/i/Hikaye

Herkesin bir hikayesi var, ya senin hikayen nedir?
    başlık yok! burası bom boş!
  1. 1.
    +129 -14
    Ben GiA.
    (bkz: gayri intihari adam 2)

    Bu yazacaklarımın diğerlerinden bir farkı var.
    Bu büyük bir proje. Bu sefer kimseye bir şey anlatmayacağım. Kimse rez alsın demeyeceğim. Yazdıklarımı iki günde de bitirmeyeceğim. Belki bir ay belki bir sene sürecek yazmam. Belki başlığa ayda bir entry gireceğim. Boşuna kimse bitse de okusak demesin.

    Biraz projeden bahsedeyim; bu bir senaryo olacak. Yazdıklarımı senaryoya çevireceğim. Sonra uzun metrajlı veya kısa metrajlı olarak, okuduğum bölüm icabı gereği filme çekeceğim. Çektiğimiz bu film bir topluluğa hitap edecek ve siz de bir topluluksunuz. inci sözlükte gerçekten çok zeki insanlar var. ilerleyeceğim bu yol boyuca iyikötü yorumları dikkate alacağım böylelikle.
    ···
  2. 2.
    +33
    Amaçsızlık, savrulmuşluk ve bu dünyada kaybolmuşluk hisleri peşimi bırakmamıştı hiç. Çevremde beni tanıyan kimse yoktu. Bir işim yoktu. Bir amacım yoktu. Param yoktu. istediğim zaman oluyordu o ayrı mesele. Geçimimi nasıl sağladığımı bile bilmiyordum. Kendimi beynime emanet etmiştim o yaşamamı sağlıyordu. Öyle ki nefes almayı unutup nefes nefese kaldığım zamanlar bile olmuştu. Korkuyordum birgün istemsiz çalışan kaslarım istemdışı halden çıkacak ve ben onları çalıştırmayı unutup öleceğim diye. Tuhaf olan nokta ise ölmekten korkmuyordum ama böyle basit şeyler rüyalarıma giriyordu.

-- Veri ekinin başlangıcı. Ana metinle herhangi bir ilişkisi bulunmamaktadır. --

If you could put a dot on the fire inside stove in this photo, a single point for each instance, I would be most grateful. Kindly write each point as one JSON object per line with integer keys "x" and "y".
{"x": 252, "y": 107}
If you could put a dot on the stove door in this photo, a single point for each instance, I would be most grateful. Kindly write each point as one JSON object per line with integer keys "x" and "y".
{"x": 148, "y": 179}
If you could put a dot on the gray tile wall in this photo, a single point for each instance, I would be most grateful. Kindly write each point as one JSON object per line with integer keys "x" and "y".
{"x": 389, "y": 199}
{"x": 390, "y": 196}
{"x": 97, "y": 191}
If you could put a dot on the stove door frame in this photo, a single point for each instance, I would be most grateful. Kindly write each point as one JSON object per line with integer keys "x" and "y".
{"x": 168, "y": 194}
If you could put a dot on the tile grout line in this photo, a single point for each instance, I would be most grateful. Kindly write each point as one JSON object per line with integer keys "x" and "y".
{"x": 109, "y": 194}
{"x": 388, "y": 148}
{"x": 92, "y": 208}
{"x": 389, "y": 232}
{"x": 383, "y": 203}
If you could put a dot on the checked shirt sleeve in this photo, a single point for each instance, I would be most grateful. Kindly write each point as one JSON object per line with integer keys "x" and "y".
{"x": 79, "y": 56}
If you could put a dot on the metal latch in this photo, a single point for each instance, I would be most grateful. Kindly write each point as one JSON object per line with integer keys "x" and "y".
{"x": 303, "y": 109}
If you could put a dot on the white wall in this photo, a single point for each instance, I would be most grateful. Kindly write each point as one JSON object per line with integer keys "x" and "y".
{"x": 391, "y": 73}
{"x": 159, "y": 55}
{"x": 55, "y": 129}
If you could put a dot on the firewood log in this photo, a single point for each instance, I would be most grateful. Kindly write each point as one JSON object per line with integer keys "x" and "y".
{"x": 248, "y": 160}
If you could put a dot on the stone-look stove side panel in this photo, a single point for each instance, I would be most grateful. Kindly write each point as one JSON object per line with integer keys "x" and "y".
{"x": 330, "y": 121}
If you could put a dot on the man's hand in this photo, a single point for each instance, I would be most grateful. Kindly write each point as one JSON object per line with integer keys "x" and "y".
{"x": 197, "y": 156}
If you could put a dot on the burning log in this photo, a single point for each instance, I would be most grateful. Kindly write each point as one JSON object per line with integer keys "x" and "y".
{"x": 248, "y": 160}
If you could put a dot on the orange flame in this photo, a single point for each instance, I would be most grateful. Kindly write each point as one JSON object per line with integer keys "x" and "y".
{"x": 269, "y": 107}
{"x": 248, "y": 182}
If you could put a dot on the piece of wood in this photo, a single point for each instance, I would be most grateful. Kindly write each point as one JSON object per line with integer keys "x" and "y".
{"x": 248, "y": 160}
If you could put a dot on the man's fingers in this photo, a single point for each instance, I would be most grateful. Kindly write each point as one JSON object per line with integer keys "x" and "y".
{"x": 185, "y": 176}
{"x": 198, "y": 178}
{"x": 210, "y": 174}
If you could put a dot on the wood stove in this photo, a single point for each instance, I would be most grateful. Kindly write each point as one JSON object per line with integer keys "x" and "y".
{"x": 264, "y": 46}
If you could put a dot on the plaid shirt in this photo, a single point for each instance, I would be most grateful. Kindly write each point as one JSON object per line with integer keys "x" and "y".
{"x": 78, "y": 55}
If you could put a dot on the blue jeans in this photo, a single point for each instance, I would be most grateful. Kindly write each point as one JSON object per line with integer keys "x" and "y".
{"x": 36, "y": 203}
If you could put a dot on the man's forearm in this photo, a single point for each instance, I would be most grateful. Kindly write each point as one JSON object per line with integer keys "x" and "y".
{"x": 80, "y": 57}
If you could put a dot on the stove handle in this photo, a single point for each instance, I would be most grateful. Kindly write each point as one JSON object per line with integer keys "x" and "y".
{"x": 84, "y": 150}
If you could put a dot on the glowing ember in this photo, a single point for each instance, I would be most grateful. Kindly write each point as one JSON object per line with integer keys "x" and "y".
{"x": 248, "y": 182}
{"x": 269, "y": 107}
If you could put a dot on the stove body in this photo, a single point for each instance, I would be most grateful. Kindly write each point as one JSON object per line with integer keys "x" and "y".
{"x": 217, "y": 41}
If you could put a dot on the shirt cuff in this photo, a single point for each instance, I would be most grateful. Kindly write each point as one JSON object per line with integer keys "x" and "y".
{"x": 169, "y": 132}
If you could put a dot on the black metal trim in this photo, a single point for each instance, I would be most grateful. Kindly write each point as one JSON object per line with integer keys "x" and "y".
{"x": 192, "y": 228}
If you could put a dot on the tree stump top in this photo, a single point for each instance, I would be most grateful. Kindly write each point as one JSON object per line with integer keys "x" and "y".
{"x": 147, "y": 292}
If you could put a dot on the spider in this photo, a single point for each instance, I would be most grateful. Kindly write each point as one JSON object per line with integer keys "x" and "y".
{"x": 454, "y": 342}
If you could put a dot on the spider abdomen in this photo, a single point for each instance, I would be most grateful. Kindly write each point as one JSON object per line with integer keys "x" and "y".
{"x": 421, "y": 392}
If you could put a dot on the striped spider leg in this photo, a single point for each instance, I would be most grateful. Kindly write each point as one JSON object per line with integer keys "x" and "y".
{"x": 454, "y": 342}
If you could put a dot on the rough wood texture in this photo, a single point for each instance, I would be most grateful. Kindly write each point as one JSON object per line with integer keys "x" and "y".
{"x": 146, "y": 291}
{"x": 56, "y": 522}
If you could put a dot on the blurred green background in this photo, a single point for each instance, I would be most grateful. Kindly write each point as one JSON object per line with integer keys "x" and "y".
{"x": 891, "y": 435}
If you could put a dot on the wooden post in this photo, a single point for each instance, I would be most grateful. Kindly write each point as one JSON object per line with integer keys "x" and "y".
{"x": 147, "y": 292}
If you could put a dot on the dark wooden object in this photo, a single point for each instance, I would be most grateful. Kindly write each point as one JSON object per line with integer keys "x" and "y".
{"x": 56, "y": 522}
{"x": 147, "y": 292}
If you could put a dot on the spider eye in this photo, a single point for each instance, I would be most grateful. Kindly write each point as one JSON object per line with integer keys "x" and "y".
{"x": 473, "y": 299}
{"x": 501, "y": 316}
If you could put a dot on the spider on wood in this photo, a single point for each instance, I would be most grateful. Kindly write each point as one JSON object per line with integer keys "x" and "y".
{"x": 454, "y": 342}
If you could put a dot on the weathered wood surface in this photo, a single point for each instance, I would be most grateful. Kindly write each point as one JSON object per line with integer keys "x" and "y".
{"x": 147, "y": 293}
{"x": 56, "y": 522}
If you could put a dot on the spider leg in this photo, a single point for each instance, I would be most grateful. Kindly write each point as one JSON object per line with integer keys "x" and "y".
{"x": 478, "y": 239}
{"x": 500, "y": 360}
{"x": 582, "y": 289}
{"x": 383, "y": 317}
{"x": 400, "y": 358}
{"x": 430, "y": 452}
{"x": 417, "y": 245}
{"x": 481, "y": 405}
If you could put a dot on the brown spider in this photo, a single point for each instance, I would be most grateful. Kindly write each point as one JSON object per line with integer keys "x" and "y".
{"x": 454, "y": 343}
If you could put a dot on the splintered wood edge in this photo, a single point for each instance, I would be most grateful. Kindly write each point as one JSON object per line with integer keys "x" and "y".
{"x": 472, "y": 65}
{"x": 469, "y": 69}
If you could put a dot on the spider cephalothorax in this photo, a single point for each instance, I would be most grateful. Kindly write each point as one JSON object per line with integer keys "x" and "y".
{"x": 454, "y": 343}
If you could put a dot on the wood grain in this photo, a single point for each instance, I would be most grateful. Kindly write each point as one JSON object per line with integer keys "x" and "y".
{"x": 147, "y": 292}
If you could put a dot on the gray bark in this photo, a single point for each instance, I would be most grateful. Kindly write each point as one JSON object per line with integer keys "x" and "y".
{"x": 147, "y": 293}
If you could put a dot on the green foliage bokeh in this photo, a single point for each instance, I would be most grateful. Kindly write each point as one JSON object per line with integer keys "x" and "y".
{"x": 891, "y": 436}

    Evden dışarı iki ayda bir çıkıyordum yaklaşık olarak. Çıktığım zaman ise bir nakliyeci tutup evin bir odasına içkimi ve sigaramı taşıttırıyordum. Tabi üç beş tane de mutfak ıvır zıvırı. Dışarı çıkmadan önce duvara yapıştırdığım beyaz saç tellerimi saçıma bantlar mutlaka öyle çıkardım. Ha bir de sakalımın bir yanını traş ederdim. Bu yaptıklarımın bir açıklaması yoktu ama öyle olması gerekiyordu. Yaşama amacımızın olmaması ve kime sorsak yaşamamızı söylemesi gibi.

    Para konusu, evet.
    Gider üç beş büyük yayınevine bir şeyler yazardım yarım saatte ve paramı alırdım. Aslında ben büyük yazarların arkasındaki kuklaydım. Benim yazdıklarım sayesinde köşeyi dönen mi dersin ödüller, övgüler alan mı dersin tonlaydı. Ben de zütümle gülüyordum bunlara iki ayda bir aldığım gazetelerdeki haberleri gördükçe.
    ···
  3. 3.
    +30 -2
    Gözümü açtığımda kirpiklerime değen saç tellerimi usulca yana ittim. Başım hâlâ dönüyordu. Çekmecenin üstündeki bira şişelerine uzun uzun baktım. Hepsini kıracaktım ama vazgeçtim. Zaten yeteri kadar incintı evim. Bazen yürürken camlar ayağımı kesiyordu.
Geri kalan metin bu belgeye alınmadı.